Fig. 7. An overview of the reproducibility of phylogenetic inference.

Fig. 7

The reproducibility of phylogenetic inference for eight specific scenarios: (I) The data and standard parameter settings typically reported in publications, including sequence alignment, program, substitution model, and a number of tree searches are not publicly available. (II) Sequence alignment, program, substitution model, and a number of tree searches are publicly available, but the number of threads, random starting seed number, and processor are not. (III) Sequence alignment, program, substitution model, number of tree searches, number of threads, and processor are publicly available, but random starting seed number is not. (IV) Sequence alignment, program, substitution model, number of tree searches, and random starting seed number are publicly available, but the number of threads and processors are not. (V) Sequence alignment, program, substitution model, number of tree searches, number of threads (3), and random starting seed number are publicly available, but the processor is not. (VI) Same scenario as V, but with two threads instead of three threads. (VII) Sequence alignment, program, substitution model, number of tree searches, number of threads (3), random starting seed number, and processor are publicly available. (VIII) Same scenario as VII, but with two threads instead of three threads.

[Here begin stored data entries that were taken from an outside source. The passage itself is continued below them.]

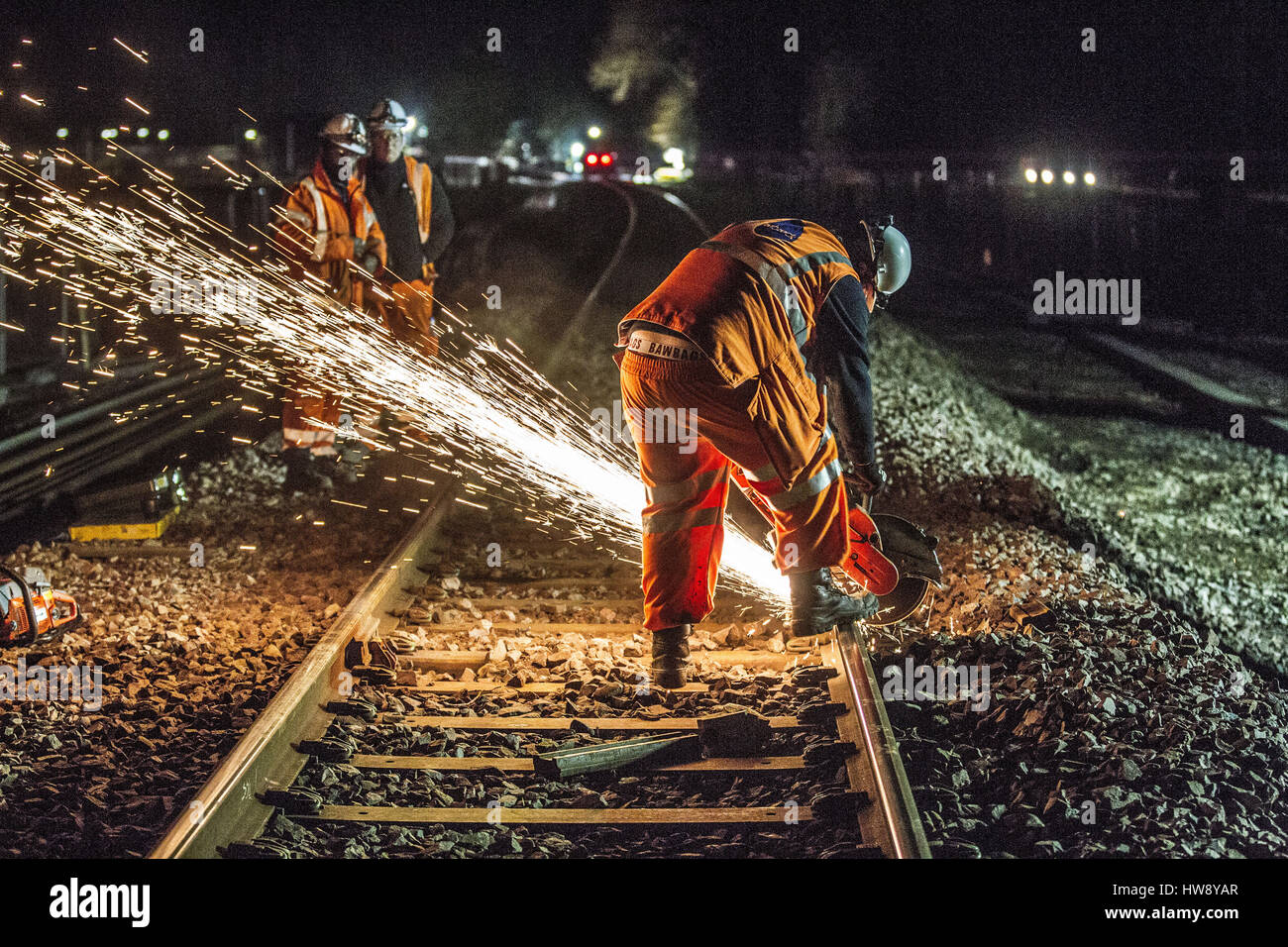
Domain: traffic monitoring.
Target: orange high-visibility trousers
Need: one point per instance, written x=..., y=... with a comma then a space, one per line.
x=299, y=432
x=690, y=428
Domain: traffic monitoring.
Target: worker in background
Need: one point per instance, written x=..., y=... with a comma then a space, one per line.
x=327, y=228
x=760, y=335
x=416, y=219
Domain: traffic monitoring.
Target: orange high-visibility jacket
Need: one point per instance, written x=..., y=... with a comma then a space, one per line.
x=748, y=298
x=421, y=180
x=318, y=230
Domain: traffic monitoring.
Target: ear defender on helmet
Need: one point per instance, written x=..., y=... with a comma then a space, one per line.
x=893, y=256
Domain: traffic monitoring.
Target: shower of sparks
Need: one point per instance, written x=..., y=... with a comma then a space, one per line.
x=488, y=416
x=141, y=56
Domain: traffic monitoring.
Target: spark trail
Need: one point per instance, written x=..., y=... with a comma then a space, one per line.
x=488, y=414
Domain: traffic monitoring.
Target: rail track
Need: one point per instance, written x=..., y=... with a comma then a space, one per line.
x=458, y=753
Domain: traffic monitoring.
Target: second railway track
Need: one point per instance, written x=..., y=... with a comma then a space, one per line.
x=506, y=664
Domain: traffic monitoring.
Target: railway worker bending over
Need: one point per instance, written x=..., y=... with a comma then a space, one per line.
x=760, y=337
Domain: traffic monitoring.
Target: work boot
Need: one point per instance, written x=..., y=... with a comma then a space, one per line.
x=670, y=656
x=301, y=475
x=818, y=605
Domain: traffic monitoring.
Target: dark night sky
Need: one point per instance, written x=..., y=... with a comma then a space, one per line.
x=1171, y=77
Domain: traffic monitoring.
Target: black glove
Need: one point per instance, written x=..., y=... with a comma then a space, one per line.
x=863, y=479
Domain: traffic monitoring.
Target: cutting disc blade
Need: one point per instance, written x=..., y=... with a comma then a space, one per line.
x=907, y=548
x=898, y=604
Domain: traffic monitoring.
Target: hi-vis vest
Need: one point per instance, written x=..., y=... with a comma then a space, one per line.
x=747, y=299
x=421, y=180
x=320, y=226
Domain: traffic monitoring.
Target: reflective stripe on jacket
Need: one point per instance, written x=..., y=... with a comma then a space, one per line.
x=748, y=299
x=421, y=180
x=318, y=228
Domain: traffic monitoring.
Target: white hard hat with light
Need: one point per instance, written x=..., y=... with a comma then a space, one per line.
x=347, y=132
x=893, y=256
x=387, y=115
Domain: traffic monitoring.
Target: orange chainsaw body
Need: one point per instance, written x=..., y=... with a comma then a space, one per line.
x=54, y=611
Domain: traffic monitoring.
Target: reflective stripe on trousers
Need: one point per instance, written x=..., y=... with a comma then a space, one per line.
x=297, y=431
x=687, y=487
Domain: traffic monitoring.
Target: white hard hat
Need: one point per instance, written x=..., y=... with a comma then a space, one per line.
x=346, y=131
x=894, y=260
x=389, y=115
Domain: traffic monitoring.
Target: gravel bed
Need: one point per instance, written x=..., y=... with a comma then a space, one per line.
x=603, y=677
x=1116, y=727
x=188, y=657
x=1194, y=518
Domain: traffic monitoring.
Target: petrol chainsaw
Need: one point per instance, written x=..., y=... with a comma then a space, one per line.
x=31, y=611
x=888, y=557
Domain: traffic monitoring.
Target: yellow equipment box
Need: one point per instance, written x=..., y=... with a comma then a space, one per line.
x=123, y=531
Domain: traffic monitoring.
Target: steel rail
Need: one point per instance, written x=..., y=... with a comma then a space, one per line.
x=894, y=792
x=228, y=806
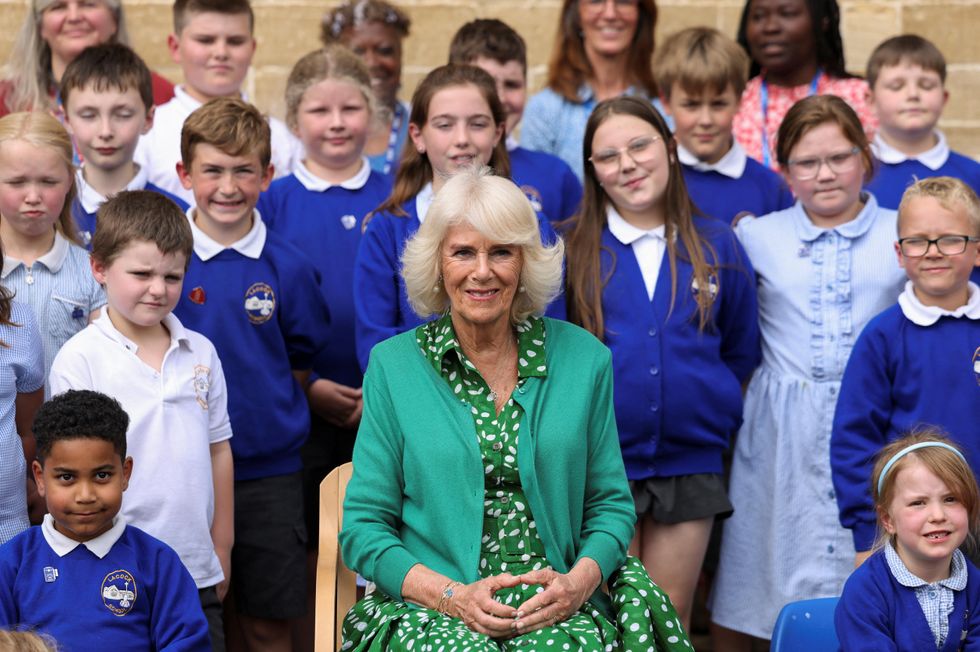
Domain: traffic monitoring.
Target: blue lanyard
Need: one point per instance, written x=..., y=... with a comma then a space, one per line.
x=764, y=101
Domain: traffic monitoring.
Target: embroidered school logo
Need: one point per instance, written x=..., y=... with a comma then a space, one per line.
x=712, y=285
x=202, y=383
x=119, y=592
x=533, y=196
x=197, y=296
x=976, y=364
x=260, y=303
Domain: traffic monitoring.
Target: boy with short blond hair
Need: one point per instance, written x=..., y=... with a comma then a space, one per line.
x=259, y=299
x=919, y=361
x=105, y=582
x=170, y=382
x=490, y=44
x=213, y=43
x=906, y=80
x=107, y=94
x=701, y=74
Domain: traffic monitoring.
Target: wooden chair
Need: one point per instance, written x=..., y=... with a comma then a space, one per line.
x=336, y=589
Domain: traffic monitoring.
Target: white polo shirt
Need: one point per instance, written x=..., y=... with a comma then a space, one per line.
x=174, y=417
x=159, y=150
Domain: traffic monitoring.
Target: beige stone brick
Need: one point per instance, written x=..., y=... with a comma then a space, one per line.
x=863, y=26
x=432, y=31
x=148, y=26
x=951, y=26
x=286, y=32
x=964, y=95
x=965, y=140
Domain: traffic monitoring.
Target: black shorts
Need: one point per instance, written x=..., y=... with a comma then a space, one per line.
x=681, y=498
x=268, y=561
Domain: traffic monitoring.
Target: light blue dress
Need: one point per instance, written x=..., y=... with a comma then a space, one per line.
x=21, y=371
x=554, y=125
x=817, y=290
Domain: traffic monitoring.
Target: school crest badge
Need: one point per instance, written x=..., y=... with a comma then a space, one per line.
x=119, y=592
x=533, y=196
x=260, y=303
x=202, y=383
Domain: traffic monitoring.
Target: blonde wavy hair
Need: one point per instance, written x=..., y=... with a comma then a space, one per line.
x=41, y=130
x=29, y=68
x=498, y=209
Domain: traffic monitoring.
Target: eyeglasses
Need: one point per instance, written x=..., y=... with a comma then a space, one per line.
x=641, y=150
x=804, y=169
x=947, y=245
x=595, y=6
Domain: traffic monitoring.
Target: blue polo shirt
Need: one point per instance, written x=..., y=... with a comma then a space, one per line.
x=259, y=301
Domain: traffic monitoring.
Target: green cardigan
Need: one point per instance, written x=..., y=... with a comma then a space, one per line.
x=416, y=496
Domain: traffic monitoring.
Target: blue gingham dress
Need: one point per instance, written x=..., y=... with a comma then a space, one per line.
x=817, y=290
x=21, y=371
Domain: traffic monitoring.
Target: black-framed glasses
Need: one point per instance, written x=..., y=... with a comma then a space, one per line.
x=641, y=150
x=804, y=169
x=947, y=245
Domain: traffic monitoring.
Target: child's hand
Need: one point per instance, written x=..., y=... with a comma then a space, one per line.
x=337, y=404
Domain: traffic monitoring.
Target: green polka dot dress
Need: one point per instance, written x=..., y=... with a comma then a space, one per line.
x=645, y=618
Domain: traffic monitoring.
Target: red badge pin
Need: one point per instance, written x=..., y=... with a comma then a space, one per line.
x=197, y=295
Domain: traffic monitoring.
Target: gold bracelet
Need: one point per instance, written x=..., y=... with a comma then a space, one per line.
x=447, y=594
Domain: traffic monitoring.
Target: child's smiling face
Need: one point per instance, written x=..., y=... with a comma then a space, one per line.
x=82, y=481
x=928, y=522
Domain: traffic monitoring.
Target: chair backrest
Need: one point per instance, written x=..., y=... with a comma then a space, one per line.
x=806, y=626
x=336, y=585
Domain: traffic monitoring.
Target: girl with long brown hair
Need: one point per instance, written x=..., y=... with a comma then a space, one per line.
x=673, y=296
x=457, y=122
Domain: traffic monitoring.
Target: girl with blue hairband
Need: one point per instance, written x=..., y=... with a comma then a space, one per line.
x=918, y=591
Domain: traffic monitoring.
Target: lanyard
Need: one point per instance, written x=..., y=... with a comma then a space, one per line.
x=764, y=101
x=396, y=127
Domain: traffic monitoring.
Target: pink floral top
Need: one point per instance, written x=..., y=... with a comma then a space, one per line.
x=748, y=122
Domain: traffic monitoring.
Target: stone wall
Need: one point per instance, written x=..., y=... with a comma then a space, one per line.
x=286, y=29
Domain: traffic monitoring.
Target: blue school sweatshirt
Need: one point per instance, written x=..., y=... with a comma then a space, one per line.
x=759, y=191
x=891, y=179
x=266, y=317
x=380, y=298
x=678, y=395
x=548, y=182
x=327, y=227
x=81, y=599
x=876, y=613
x=899, y=375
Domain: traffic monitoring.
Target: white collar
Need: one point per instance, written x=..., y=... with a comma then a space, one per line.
x=178, y=334
x=314, y=183
x=731, y=165
x=91, y=199
x=53, y=260
x=626, y=232
x=99, y=546
x=250, y=245
x=933, y=158
x=922, y=315
x=423, y=200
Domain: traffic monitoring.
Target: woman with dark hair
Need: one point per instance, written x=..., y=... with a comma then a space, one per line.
x=374, y=30
x=796, y=51
x=603, y=49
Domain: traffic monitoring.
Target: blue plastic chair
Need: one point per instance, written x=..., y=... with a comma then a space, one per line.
x=806, y=626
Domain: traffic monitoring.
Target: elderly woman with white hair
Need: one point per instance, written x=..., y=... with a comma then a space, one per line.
x=53, y=33
x=489, y=502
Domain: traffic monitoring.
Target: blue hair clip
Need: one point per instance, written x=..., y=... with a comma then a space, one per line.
x=908, y=449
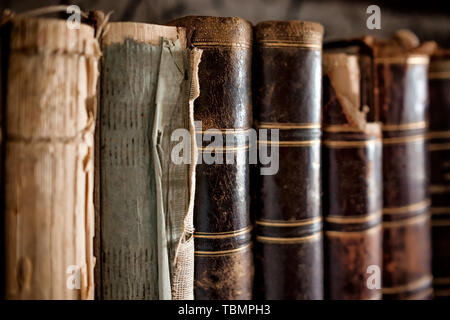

Analyses for each scenario utilized the first 200 genes from each of three large representative studies in animals (marine fishes: 1001 genes and 120 taxa from Alfaro et al.65), plants (green plants: 410 genes and 1178 taxa from 1KP Initiative66), and fungi (budding yeasts: 2408 genes and 343 taxa from Shen et al.16). Each gene’s reproducibility of phylogenetic inference was assessed using two replicates (Run1 and Run2) for IQ-TREE (in yellow) and RAxML-NG (in blue), respectively. All analyses were performed on the CHTC cluster.